Não há um renascimento cultural chinês. Mesmo com toda facilidade de comunicações de hoje, não se vê ninguém seguindo tendencias ou novidades chinesas.
Para crescer, a China precisou e precisa de capital. Esse capital foi conseguido com enormes investimentos japoneses, americanos e agora europeus. Há um interesse do primeiro mundo no crescimento chinês.
A China não tem o menor interesse em tomar o lugar dos EUA ou da Europa. Eles querem ser como o Japão. Discretos, sem policiar o mundo, sem se comprometer. Esse papel continuará sendo dos americanos, que nasceram pra isso.

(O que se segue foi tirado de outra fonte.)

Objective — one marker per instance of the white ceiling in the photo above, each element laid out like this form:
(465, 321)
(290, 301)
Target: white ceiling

Toda grande nação atrai imigrantes. Será cômico ver como os chineses lidarão com influencias latinas, árabes, negras, indianas.
Quando o povo adquire um pouco de dinheiro ele começa a querer mais dinheiro e mais consumo. Começa a viajar e conhecer outros modo de viver e de existir. Começa a questionar. Capitalismo-consumo-liberdade. A China sofrerá enormes pressões internas ao enriquecer. Poderá até se desmantelar. E se a linha dura tentar sufocar isso, todo o ímpeto de crescimento se desfará.
Toda mente brilhante procura se situar onde seu brilho pode se espandir livremente e onde esse brilho é valorizado. Esse é o segredo americano ( que foi ensinado pela Inglaterra). Duvido que Pequim atraia mentes a procura de liberdade e divulgação.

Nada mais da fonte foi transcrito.